Michal Kabat (Information Engineering with Network Management) and Roman Velic (MSc Information Engineering) have been working as Systems Developers with Tycom, an Aberdeen-based software services company, while studying for their Masters courses at RGU. This is not the only thing they have in common. They both graduated with a first class Hons degree in Computing for Internet and Multimedia from RGU in 2012 and both undertook a Erasmus summer placement in the summer between year two and three of their degree.
To continue with this trend, they decided to split a software project, assigned to them by Tycom, into two parts to tackle as part of their MSc project. The problem at hand was to create an Intelligent Decision Support System for Competence Assurance with a case study in the oil and gas industry.

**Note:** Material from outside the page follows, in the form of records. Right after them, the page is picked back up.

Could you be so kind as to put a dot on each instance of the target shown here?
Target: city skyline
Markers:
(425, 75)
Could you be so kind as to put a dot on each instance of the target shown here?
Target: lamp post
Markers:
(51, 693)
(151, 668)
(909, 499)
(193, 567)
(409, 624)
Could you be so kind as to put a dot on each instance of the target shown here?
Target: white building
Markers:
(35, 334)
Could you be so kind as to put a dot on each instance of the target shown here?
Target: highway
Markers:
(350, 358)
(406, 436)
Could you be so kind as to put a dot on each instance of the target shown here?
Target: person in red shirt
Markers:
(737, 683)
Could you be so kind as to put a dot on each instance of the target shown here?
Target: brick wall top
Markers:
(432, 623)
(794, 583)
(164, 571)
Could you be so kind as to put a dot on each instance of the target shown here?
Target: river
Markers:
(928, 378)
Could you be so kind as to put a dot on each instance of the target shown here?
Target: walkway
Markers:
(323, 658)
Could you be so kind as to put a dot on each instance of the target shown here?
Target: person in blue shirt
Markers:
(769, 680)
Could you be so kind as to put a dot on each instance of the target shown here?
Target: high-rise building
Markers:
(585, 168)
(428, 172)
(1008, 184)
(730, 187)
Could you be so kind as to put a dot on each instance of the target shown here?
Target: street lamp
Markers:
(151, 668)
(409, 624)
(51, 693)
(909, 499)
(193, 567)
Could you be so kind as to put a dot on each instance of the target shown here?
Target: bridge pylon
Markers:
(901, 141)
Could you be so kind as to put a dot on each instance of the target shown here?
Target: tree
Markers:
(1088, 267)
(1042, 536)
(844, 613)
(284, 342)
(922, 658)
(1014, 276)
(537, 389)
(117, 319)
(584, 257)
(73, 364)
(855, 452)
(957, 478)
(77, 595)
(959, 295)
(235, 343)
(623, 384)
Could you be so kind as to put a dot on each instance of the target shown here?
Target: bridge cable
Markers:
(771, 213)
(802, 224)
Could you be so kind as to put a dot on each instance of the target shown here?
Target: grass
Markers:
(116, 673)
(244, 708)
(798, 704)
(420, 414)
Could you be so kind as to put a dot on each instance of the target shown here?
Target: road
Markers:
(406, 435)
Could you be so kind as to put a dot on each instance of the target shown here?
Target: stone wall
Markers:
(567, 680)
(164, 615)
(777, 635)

A simplified description of this problem is as follows:
A company has various job positions. Each job position requires an employee to be competent at various skills. To prove that an employee is competent in a skill, some evidence needs to be presented. The evidence can be in the form of answers to some questions, scanned certificates, observation while the employee is undertaking the job (recorded as text or audio/video). The evidence is then assessed by an assessor. Furthermore, in order to maintain a consistent level of standard (competence) across the personnel, a verifier is used to confirm whether that standard has been achieved. This repetitive task is both time consuming and human resources intensive and there was a need for some intelligent automation to be put in place.
Michal was in charge of developing the part of the system that automatically identified the set of skills related to the evidence submitted by an employee. This was achieved through media-to-text conversion allowing employees to submit evidence is various types of formats. The text is then analysed using techniques pertaining to data mining and natural language processing is order to find the best match of skills to the submitted evidence.
Roman’s part of the system was then to look into the evidence to assist the assessors in determining the level of competence of the presented evidence. It also allows verifiers to agree or disagree with the assessor’s judgement. The system uses techniques of data mining, natural language processing and case-based reasoning to continuously learn from positive as well as negative episodes of assessing and verifying.
Put together, the two parts work in harmony to provide a novel and effective solution to assisting in managing competency assurance across a company. Tycom was pleased with the result and has, since, offered both Roman and Michal full-time positions.